Evinizin kapısından içeri girmeden önce her seferinde dizlerinizin heyecandan titrediğini, midenizin büzüştüğünü, sonra içeri girip koltuğunuza uzandığınız anda dünyanın en huzurlu yerinde hissettiğinizi düşünün. Öyle bir his. Biraz uzak kalsanız, evinizi özler gibi özlüyorsunuz. Şahsen ben sahnede kendimi en gerçek halimle bulduğumu hissediyorum. Hiç tanışmadığım insanların önüne ruhumu çıkarıp koyuyorum sanki. Gerisi önemsizleşiyor.
-Enerjisi çok yüksek ve dansa, harekete davet eden bir müzik yapıyorsunuz. Siz nasıl tanımlıyorsunuz müziğinizi?
Aslında ben birileri bana sorana kadar hiç tanımlamamıştım yaptığım müziği. Bir keresinde sorulunca “Esin şarkıları yazıyorum” demiştim. Hala en doğru tanımın bu olduğunu düşünüyorum, çünkü neysem o.
-Pek çok isimle çalıştınız Gökçe'nin “Tuttu Fırlattı”, “Ne Yapardım” ve “Oh Olsun”, Kolpa'nın “Hiç Bitmez Bu Masal”, Ayhan Sicimoğlu'nun “En Estambul”, “Arkana Bakma” ve “Nadie Como Tu” şarkılarının sözlerini onlarla birlikte yazdınız. Bu nasıl bir tecrübe oldu?
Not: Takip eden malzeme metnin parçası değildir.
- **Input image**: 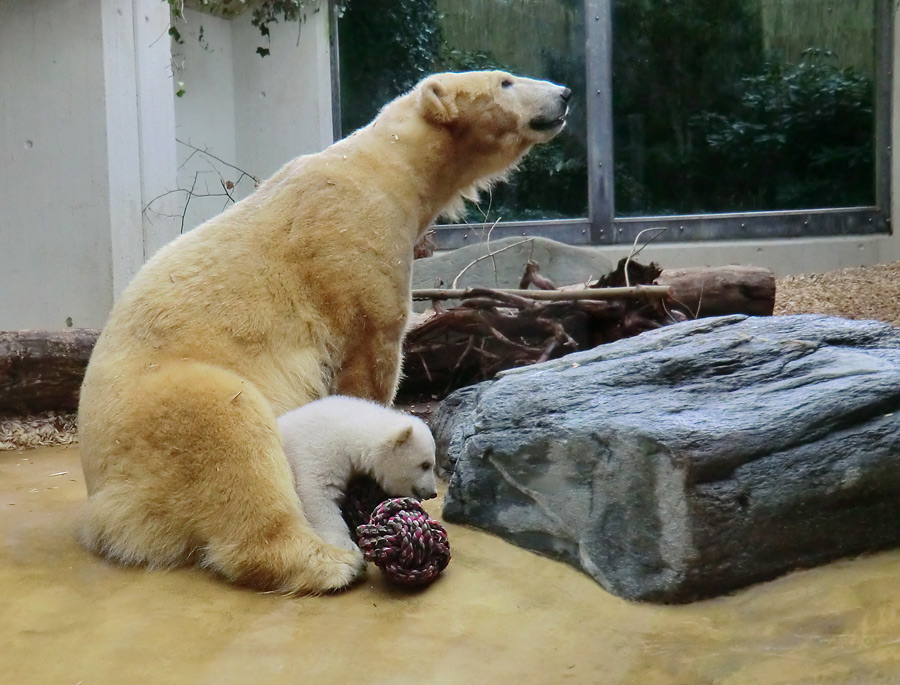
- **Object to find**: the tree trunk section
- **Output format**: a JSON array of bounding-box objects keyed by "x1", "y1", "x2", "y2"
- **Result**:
[
  {"x1": 0, "y1": 328, "x2": 100, "y2": 415},
  {"x1": 656, "y1": 266, "x2": 775, "y2": 319}
]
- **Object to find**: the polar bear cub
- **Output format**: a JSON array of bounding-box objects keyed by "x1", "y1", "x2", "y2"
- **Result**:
[{"x1": 278, "y1": 395, "x2": 437, "y2": 550}]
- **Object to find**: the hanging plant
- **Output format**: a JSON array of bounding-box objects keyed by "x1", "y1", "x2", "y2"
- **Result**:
[{"x1": 163, "y1": 0, "x2": 347, "y2": 57}]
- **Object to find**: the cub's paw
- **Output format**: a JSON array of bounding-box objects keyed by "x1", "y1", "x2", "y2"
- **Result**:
[
  {"x1": 323, "y1": 533, "x2": 359, "y2": 552},
  {"x1": 328, "y1": 549, "x2": 367, "y2": 590}
]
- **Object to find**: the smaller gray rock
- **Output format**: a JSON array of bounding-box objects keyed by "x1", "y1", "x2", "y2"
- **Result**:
[{"x1": 433, "y1": 316, "x2": 900, "y2": 602}]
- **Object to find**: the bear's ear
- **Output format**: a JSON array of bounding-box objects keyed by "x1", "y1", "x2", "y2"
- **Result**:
[
  {"x1": 419, "y1": 78, "x2": 459, "y2": 125},
  {"x1": 391, "y1": 426, "x2": 412, "y2": 448}
]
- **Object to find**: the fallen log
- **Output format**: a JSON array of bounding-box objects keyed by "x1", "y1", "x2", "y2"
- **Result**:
[
  {"x1": 0, "y1": 328, "x2": 100, "y2": 415},
  {"x1": 398, "y1": 259, "x2": 775, "y2": 402},
  {"x1": 0, "y1": 260, "x2": 775, "y2": 415},
  {"x1": 656, "y1": 266, "x2": 775, "y2": 319}
]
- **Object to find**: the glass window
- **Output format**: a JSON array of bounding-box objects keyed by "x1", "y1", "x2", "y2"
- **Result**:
[
  {"x1": 612, "y1": 0, "x2": 876, "y2": 217},
  {"x1": 338, "y1": 0, "x2": 895, "y2": 248},
  {"x1": 338, "y1": 0, "x2": 588, "y2": 224}
]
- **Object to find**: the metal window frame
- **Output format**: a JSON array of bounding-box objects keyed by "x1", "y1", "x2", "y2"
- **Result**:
[{"x1": 330, "y1": 0, "x2": 894, "y2": 249}]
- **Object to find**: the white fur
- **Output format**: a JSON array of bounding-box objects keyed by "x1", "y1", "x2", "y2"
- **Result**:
[{"x1": 278, "y1": 395, "x2": 437, "y2": 550}]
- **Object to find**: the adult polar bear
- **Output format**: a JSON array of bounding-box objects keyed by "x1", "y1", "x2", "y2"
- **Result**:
[{"x1": 79, "y1": 71, "x2": 569, "y2": 593}]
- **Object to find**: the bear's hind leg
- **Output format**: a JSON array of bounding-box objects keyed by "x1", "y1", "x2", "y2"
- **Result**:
[{"x1": 82, "y1": 361, "x2": 365, "y2": 593}]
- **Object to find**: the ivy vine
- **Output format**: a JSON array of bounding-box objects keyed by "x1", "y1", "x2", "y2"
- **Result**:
[{"x1": 163, "y1": 0, "x2": 347, "y2": 57}]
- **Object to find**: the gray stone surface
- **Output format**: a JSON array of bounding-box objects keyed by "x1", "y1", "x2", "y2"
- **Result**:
[
  {"x1": 412, "y1": 236, "x2": 612, "y2": 311},
  {"x1": 433, "y1": 315, "x2": 900, "y2": 602}
]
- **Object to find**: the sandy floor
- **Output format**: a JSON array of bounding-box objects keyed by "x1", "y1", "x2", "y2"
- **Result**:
[
  {"x1": 775, "y1": 262, "x2": 900, "y2": 326},
  {"x1": 0, "y1": 447, "x2": 900, "y2": 685}
]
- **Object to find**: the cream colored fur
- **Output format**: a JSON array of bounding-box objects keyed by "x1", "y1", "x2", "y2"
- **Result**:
[
  {"x1": 278, "y1": 395, "x2": 437, "y2": 550},
  {"x1": 79, "y1": 72, "x2": 568, "y2": 593}
]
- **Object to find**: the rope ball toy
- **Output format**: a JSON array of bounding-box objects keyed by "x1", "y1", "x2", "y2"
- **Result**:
[{"x1": 342, "y1": 477, "x2": 450, "y2": 587}]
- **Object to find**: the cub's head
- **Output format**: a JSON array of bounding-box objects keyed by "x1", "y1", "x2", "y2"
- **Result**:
[
  {"x1": 414, "y1": 71, "x2": 572, "y2": 216},
  {"x1": 372, "y1": 416, "x2": 437, "y2": 499}
]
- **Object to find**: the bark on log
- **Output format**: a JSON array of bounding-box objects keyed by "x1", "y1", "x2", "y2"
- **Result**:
[
  {"x1": 656, "y1": 266, "x2": 775, "y2": 319},
  {"x1": 0, "y1": 328, "x2": 100, "y2": 414}
]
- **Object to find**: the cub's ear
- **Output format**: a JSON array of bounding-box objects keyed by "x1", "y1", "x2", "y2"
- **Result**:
[
  {"x1": 390, "y1": 426, "x2": 412, "y2": 448},
  {"x1": 419, "y1": 78, "x2": 459, "y2": 125}
]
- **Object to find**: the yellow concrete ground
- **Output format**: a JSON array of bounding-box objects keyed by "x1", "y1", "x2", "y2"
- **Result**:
[{"x1": 0, "y1": 448, "x2": 900, "y2": 685}]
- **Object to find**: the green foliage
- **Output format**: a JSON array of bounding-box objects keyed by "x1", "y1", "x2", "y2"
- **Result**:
[
  {"x1": 613, "y1": 0, "x2": 874, "y2": 216},
  {"x1": 340, "y1": 0, "x2": 587, "y2": 223},
  {"x1": 695, "y1": 49, "x2": 874, "y2": 209},
  {"x1": 339, "y1": 0, "x2": 440, "y2": 134},
  {"x1": 163, "y1": 0, "x2": 347, "y2": 57},
  {"x1": 613, "y1": 0, "x2": 762, "y2": 216}
]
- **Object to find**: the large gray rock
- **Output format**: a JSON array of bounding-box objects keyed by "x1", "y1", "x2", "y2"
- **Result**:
[{"x1": 434, "y1": 316, "x2": 900, "y2": 602}]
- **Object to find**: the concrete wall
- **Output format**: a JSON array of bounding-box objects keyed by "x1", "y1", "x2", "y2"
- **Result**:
[
  {"x1": 171, "y1": 10, "x2": 333, "y2": 235},
  {"x1": 0, "y1": 0, "x2": 900, "y2": 330},
  {"x1": 0, "y1": 0, "x2": 332, "y2": 330}
]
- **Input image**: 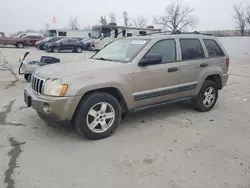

Her seferinde çok eğleniyorum. Yepyeni giysiler deneyip çıkaran kız çocuğu gibi oluyorum. Her müzisyenin ayrı bir ruhu var, ben de onlar için ve onlarla birlikte yazarken onların ruhunun birazını giyiniyorum. Bana sırf şu keyfi yaşattıkları için bile kendilerine müteşekkirim.
-“Bu Gece” klasikleşecek bir şarkı, önünde pek bir şey durmayacak gibi. Albümün geneli de paylaşıldıkça büyüyecek şarkılardan oluşuyor. Peki, yakın zamanda sahne var mı?
Çok teşekkür ederim, ne güzel başlayan soru bu böyle! Albüm çıktıktan sonra yavaş yavaş konserlere de başlayacağız. Sahne olsun ki canlı canlı, yüz yüze bağıra çağıra şarkı söyleyelim hep beraber. Ruhunu alan gelsin, beklerim.